Me erguí hasta sentarme, y sólo entonces reparé en que estaba desnuda. Completamente desnuda.
Alcé las sábanas hasta mi barbilla en un impulso de pudor tonto, porque no había nadie más a la vista. Y comprobé que las sábanas, si no eran de seda, eran de un material muy parecido.
¿Qué hacía allí? ¿Cómo había llegado? ¿Por qué?

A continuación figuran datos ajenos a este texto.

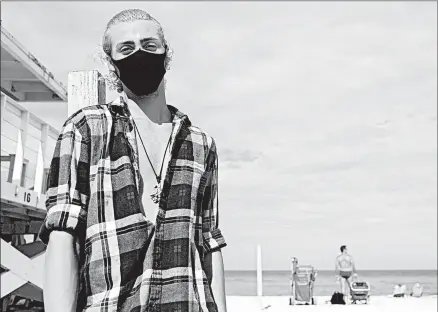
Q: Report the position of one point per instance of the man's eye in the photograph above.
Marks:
(125, 49)
(151, 46)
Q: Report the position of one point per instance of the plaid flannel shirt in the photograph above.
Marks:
(94, 193)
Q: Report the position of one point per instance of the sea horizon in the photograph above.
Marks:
(277, 282)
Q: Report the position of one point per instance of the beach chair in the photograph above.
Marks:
(302, 283)
(360, 292)
(417, 290)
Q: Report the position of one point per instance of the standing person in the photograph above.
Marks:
(345, 269)
(109, 247)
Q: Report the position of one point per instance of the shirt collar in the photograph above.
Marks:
(120, 106)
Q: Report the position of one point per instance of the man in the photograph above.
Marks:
(109, 247)
(345, 269)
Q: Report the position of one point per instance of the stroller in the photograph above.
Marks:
(302, 283)
(360, 292)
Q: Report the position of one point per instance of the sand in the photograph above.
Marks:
(376, 304)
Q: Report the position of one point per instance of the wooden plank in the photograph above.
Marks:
(85, 88)
(19, 195)
(20, 227)
(22, 212)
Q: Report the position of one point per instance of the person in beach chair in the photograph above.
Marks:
(417, 290)
(399, 291)
(345, 270)
(302, 283)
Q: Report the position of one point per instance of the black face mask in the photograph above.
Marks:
(142, 71)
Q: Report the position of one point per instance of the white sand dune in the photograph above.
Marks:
(376, 304)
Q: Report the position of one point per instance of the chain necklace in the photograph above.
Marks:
(156, 194)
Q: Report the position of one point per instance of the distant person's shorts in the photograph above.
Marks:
(345, 274)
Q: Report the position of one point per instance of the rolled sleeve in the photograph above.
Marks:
(68, 185)
(212, 235)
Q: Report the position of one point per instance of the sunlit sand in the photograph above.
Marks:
(377, 304)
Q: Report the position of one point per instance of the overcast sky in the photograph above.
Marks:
(324, 115)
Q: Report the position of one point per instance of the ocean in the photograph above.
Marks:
(277, 283)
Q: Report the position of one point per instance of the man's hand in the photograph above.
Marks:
(61, 274)
(214, 269)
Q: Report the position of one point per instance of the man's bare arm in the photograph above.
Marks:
(61, 274)
(214, 268)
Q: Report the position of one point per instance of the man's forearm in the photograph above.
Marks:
(217, 277)
(60, 274)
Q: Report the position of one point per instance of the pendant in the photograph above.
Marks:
(156, 194)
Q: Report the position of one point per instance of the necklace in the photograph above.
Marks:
(156, 194)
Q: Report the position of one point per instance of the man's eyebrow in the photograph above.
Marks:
(142, 41)
(124, 42)
(148, 39)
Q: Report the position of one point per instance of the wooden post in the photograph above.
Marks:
(259, 276)
(18, 161)
(85, 88)
(39, 172)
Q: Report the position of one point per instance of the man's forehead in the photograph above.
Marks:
(135, 30)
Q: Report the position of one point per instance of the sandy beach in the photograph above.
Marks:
(376, 304)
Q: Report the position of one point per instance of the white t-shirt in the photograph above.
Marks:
(155, 138)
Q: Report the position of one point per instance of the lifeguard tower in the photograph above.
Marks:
(27, 145)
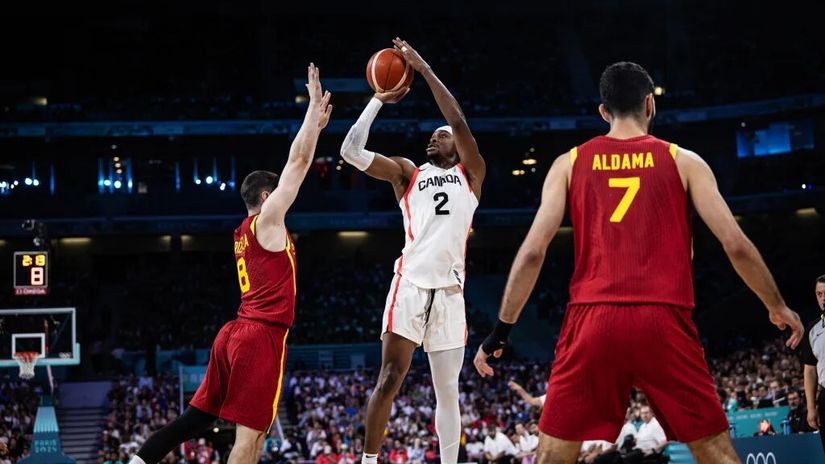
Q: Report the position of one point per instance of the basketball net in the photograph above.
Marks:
(26, 360)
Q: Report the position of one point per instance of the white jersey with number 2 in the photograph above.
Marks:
(438, 212)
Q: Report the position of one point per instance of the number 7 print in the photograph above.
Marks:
(632, 186)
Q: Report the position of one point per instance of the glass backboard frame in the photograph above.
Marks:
(73, 360)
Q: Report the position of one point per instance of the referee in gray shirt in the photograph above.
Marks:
(812, 350)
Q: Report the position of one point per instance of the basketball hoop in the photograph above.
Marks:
(26, 360)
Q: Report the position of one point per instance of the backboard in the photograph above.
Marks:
(51, 332)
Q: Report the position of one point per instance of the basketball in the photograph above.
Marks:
(388, 71)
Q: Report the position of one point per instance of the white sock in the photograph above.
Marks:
(445, 367)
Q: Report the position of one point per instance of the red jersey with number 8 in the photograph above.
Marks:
(631, 223)
(267, 279)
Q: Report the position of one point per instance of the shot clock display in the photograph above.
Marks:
(31, 272)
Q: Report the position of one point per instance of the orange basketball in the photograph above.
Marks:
(387, 71)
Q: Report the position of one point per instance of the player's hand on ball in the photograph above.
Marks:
(813, 419)
(412, 56)
(785, 317)
(480, 362)
(392, 96)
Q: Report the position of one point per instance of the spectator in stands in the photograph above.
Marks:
(498, 449)
(327, 457)
(730, 403)
(650, 440)
(18, 407)
(415, 452)
(398, 455)
(765, 429)
(797, 414)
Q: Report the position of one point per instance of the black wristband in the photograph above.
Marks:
(496, 340)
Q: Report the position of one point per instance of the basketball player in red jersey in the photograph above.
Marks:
(630, 197)
(425, 304)
(244, 377)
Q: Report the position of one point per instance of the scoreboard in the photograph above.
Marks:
(31, 272)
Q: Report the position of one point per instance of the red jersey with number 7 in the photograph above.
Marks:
(267, 279)
(631, 223)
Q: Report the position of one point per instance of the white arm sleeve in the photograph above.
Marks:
(352, 150)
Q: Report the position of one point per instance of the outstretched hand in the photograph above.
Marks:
(480, 362)
(318, 99)
(392, 96)
(412, 56)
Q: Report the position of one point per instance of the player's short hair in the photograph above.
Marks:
(255, 183)
(623, 88)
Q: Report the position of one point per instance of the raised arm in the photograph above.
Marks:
(396, 170)
(275, 206)
(701, 186)
(528, 262)
(464, 141)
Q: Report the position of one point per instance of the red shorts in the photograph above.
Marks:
(245, 374)
(604, 350)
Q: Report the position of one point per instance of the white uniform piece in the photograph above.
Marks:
(426, 299)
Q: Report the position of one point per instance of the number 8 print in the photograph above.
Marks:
(243, 277)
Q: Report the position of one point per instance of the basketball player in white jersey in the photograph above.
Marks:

Me volví hacia la mesa de noche y encontré mi teléfono, junto con un vaso de agua y un sobre de antiácido. Lo abrí y lo vacié en el agua al mismo tiempo que desbloqueaba mi teléfono.
Tenía un mensaje de Steffi, mi compañera de oficina, con quien fuera a la fiesta.
“Que la pases bien con tu ejecutivo guapote. Escríbeme para que sepa que estás bien.”
¿¡Qué!? ¿De qué hablaba? ¿Qué guapote?
Bebí el antiácido de un largo trago, devanándome la cabeza en un intento inútil de hacer memoria. Era como si me hubieran desconectado el cerebro o algo parecido. Lo último que recordaba era el elegante salón lleno de gente, Steffi y yo saludando compañeros de trabajo, la música que nos obligaba a hablar casi a gritos.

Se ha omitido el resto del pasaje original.